Data Management for Categorical Predictors

Introduction

Recall the general linear model, y = \beta_0 + \beta_1 x_1 + ... + \beta_k x_k + \varepsilon
Until now, we have discussed continuous predictors.
Now we will introduce the use of categorical, or qualitative, predictors.
This means that we will include predictors that categorize the observations.
- We can assign numbers to the categories, however, the numbers are nominal.

Lecture Example Set Up

The Duckburg Department of Neighborhood Affairs (DDNA) has been collecting incident reports involving Donald Duck and his nephews (Huey, Dewey, and Louie) after a noticeable rise in household mishaps.

duck_incidents <- read_csv("https://raw.githubusercontent.com/samanthaseals/SDSII/refs/heads/main/files/data/lectures/W2_duck_incidents.csv")

In this dataset (duck_incidents), we have access to the following from the reports:
- Which nephew was involved (nephew)
- What kind of mischief occurred (mischief_type)
- Where it happened (location)
- Whether Donald was present (donald_present)
- Donald’s reaction (donald_reaction)
- The amount of sugar ingested prior to the incident (sugar_grams)
- The estimated dollar cost of damage resulting from the incident (damage_cost)

Lecture Example Set Up

Looking at the dataset,

duck_incidents %>% head()

Categorical Variables

Categorical variables can show up in datasets two ways:
- As ordinal variables: there is natural order to the categories.
  - e.g., small, medium, large; freshman, sophomore, junior, senior.
- As nominal variables: there is no natural order to the categories.
  - e.g., treatment groups A, B, C; colors red, blue, green.
Further, they can be stored multiple ways in a dataset:
- As character/factor variables.
- As numeric variables (e.g., 1, 2, 3 for treatment groups A, B, C).
- As binary indicator variables (i.e., 0/1 where 1 indicates “yes” for the characteristic).

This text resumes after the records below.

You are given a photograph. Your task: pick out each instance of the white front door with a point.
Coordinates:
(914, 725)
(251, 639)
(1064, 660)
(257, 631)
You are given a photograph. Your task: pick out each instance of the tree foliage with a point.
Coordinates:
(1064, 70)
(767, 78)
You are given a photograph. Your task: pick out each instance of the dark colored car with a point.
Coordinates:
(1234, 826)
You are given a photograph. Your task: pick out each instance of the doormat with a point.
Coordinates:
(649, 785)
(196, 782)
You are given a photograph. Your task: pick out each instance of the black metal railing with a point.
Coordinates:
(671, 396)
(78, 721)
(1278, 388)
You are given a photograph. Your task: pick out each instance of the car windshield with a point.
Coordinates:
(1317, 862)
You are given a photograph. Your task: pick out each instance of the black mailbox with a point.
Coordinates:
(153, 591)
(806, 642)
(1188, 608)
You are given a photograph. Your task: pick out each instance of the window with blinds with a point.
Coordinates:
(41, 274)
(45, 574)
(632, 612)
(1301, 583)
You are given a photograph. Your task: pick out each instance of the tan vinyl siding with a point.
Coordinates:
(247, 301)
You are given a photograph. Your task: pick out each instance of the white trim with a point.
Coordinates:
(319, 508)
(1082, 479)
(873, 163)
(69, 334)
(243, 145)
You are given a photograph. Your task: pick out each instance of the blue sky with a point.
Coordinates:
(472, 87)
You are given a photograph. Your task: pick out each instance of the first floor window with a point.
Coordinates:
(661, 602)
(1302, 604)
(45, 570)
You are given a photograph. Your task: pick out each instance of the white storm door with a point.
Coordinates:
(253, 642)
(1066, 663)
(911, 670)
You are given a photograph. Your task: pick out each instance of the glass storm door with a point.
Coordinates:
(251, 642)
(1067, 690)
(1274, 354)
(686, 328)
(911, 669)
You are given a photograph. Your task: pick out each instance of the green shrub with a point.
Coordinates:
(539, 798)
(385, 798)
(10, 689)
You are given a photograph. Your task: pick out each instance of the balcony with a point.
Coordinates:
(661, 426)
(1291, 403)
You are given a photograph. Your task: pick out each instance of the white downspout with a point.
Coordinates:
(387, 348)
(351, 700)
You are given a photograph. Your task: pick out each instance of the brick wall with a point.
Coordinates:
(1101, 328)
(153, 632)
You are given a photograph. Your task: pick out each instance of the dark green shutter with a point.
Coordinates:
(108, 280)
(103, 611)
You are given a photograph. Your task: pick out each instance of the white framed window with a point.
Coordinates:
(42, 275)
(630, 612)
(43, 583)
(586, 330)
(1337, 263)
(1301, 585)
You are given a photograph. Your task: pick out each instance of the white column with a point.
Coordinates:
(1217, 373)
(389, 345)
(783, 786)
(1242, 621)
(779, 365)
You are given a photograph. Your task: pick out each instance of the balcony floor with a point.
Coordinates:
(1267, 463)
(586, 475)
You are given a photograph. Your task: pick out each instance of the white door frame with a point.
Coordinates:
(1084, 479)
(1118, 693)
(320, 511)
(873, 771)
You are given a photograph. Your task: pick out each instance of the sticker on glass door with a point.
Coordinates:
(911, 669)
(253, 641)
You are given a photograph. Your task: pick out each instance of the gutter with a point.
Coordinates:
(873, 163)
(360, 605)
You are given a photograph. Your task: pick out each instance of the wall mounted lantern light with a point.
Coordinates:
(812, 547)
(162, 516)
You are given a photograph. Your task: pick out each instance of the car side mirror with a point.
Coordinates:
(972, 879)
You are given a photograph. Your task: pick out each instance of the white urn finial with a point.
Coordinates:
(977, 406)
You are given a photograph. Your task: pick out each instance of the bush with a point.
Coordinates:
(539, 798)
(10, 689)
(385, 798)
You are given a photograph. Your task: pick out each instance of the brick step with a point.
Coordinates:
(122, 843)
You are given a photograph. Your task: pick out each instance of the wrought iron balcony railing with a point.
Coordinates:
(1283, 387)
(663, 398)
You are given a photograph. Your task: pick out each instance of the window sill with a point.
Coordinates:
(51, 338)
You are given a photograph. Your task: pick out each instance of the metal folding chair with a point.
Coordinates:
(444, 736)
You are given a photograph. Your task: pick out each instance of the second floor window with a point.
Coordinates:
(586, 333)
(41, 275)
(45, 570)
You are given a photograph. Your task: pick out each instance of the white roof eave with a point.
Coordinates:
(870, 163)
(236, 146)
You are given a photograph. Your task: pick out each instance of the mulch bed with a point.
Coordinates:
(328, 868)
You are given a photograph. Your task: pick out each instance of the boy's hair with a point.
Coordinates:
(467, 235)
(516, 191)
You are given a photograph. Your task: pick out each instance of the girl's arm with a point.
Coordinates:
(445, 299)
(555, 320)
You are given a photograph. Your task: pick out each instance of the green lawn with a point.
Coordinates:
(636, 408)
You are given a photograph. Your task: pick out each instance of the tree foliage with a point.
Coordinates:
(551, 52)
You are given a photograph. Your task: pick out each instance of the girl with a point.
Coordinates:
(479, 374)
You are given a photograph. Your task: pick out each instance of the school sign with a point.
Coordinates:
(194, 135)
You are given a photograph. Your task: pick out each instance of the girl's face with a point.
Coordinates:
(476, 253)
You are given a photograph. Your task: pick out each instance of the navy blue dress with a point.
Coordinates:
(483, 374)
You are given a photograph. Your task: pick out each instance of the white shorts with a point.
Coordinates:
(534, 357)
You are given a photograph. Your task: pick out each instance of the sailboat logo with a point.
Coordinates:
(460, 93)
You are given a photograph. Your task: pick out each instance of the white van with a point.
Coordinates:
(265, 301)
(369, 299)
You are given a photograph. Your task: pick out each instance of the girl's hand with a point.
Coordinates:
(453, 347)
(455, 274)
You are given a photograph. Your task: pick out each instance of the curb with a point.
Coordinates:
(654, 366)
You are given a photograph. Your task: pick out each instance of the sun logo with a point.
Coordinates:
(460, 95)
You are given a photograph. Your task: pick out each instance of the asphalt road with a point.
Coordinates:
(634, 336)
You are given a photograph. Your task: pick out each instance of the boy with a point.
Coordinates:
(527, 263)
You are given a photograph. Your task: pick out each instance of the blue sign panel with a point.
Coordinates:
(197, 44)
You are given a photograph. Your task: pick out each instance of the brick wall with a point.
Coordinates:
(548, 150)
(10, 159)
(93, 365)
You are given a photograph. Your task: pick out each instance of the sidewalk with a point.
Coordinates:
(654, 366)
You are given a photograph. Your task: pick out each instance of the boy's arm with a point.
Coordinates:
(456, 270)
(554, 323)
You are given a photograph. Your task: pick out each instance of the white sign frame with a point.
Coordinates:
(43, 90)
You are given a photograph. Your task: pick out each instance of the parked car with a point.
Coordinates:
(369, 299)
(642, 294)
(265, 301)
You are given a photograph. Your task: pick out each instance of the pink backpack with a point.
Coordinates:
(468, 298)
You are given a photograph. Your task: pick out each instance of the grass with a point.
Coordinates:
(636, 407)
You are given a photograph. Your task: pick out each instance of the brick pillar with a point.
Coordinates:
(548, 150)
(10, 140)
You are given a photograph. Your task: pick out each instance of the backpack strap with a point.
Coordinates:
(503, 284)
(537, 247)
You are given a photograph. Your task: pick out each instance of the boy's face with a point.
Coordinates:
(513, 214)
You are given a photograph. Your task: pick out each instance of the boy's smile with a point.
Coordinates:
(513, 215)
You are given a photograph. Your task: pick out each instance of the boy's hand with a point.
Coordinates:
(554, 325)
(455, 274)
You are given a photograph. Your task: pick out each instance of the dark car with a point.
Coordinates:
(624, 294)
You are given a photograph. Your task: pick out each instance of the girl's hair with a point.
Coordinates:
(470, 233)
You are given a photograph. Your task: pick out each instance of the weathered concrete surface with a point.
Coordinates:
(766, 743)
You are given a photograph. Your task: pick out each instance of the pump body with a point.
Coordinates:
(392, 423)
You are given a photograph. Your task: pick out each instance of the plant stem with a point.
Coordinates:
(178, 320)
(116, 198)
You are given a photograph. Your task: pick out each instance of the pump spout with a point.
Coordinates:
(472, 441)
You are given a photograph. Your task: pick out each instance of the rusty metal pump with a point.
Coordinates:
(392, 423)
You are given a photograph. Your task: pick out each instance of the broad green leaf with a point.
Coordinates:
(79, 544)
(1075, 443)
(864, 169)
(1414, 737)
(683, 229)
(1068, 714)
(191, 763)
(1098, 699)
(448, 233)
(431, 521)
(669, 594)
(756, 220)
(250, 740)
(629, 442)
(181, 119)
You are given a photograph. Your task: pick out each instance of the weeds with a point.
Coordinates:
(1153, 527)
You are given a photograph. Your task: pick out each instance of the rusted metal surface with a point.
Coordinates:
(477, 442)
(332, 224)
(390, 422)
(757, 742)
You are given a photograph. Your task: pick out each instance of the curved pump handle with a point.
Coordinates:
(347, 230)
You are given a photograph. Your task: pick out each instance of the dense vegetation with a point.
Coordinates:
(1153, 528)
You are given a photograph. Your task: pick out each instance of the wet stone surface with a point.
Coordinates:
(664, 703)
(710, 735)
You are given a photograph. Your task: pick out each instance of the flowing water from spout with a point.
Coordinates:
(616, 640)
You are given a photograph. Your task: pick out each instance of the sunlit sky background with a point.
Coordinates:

Exploring Categorical Variables

When first sitting down to examine categorical variables, I will look at frequency charts (using count() or something similar) to see what responses are possible.
- This allows us to catch any typos/casing issues. e.g., stats programs will read “FL” different from “Fl” different from “fl”.
- If there are typos, we must fix them before including this variable in analysis.
We also want to evaluate the number of responses in each category.
- If there are categories with very few responses, we may want to consider condensing categories.
- e.g., if we have a variable with categories A, B, C, D, and E but only two observations in E vs. 10+ in each of the others – we should ask ourselves if we can combine E with another cateogry.
  - Note that we can only do this when it makes sense to! Ask yourself (and your collaborator) if the categories are similar enough to combine.

Example: Exploring Categorical Variables

Let’s look at the nephew variable in our duck incident dataset.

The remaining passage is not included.